Hugging Face stepped in once again here, creating the
[PEFT](https://huggingface.co/blog/peft) library, which made LoRA
training far simpler, and also integrating it directly with bitsandbytes
to allow anyone to use QLoRA with just a few lines of code. The Hugging
Face team has been working tirelessly behind the scenes to ensure that
the open source community can use these technologies to train their
models. If you’ve ever used Transformers to load a 4-bit model using a
single function argument, then you’ve got them to thank (and even if you
haven’t, you’ve almost certainly used the work of folks that have built
their model with this ecosystem).

QLoRA didn’t quite slay the problem we set out to solve, to train a 70b
model on 24GB cards, but it got closer than anything before. When
quantized to 4 bits (which is 0.5 bytes), the 70b model takes 70/2 = 35
GB, which is larger than the 24GB gaming GPUs we want to use.

There are other limitations to QLoRA. A 48GB card is very expensive, and
training a 65b model only just fits on such a card. That can be a
problem, because we need to store lots of other things too, including
the activations[2], gradients, and optimization state of the model
during training. If there’s not much memory left over after loading the
model weights, there’s not enough working memory to support training.

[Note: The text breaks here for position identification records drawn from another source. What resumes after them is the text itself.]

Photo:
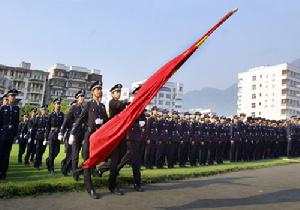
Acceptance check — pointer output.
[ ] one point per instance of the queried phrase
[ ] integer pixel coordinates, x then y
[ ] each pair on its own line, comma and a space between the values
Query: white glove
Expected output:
60, 137
71, 139
142, 123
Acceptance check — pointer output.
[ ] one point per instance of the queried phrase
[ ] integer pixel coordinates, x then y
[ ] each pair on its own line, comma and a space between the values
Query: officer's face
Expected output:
43, 112
97, 92
11, 99
33, 114
80, 99
154, 112
187, 117
57, 106
5, 101
116, 94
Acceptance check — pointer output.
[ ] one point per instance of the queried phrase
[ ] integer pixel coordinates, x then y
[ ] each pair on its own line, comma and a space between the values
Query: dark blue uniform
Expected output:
152, 135
163, 133
22, 140
72, 151
9, 121
31, 148
195, 141
172, 144
93, 116
52, 129
186, 131
40, 126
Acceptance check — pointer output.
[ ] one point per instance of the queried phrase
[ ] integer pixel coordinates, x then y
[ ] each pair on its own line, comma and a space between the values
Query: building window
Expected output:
284, 72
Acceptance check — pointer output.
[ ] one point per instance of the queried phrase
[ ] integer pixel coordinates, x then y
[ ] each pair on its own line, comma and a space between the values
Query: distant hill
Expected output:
223, 102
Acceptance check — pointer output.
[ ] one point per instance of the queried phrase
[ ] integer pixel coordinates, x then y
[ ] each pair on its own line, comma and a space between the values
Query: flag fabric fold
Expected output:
106, 139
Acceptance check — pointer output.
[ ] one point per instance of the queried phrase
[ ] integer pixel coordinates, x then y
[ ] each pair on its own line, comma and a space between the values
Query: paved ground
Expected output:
269, 188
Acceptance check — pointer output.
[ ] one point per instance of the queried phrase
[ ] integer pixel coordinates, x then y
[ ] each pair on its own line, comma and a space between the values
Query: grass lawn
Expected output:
24, 181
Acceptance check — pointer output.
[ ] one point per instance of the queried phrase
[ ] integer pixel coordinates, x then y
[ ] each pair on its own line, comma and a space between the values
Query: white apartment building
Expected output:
66, 81
271, 92
30, 83
169, 97
125, 93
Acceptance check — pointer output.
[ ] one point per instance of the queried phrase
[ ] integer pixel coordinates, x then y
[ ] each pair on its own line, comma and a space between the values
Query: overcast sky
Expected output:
130, 39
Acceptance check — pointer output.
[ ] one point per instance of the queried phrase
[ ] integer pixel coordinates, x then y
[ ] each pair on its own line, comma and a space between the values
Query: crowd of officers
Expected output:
157, 139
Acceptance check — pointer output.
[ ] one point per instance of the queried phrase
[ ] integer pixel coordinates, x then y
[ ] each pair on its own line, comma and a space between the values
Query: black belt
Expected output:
8, 126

For instance, one of the benefits of language models is that we can use
them to “chat” with, or understand, or analyze long documents or
conversations. To make models that can handle long sequences like that,
we need to show them examples of long sequences during training. The
longest sequence used in training is called the “sequence length”.
Trying to use anything but a short sequence length will cause an error
when training a 65b QLoRA model on a 48GB card, because there isn’t
enough memory to store all the information about the sequence; nearly
all the memory is used just to store the model itself.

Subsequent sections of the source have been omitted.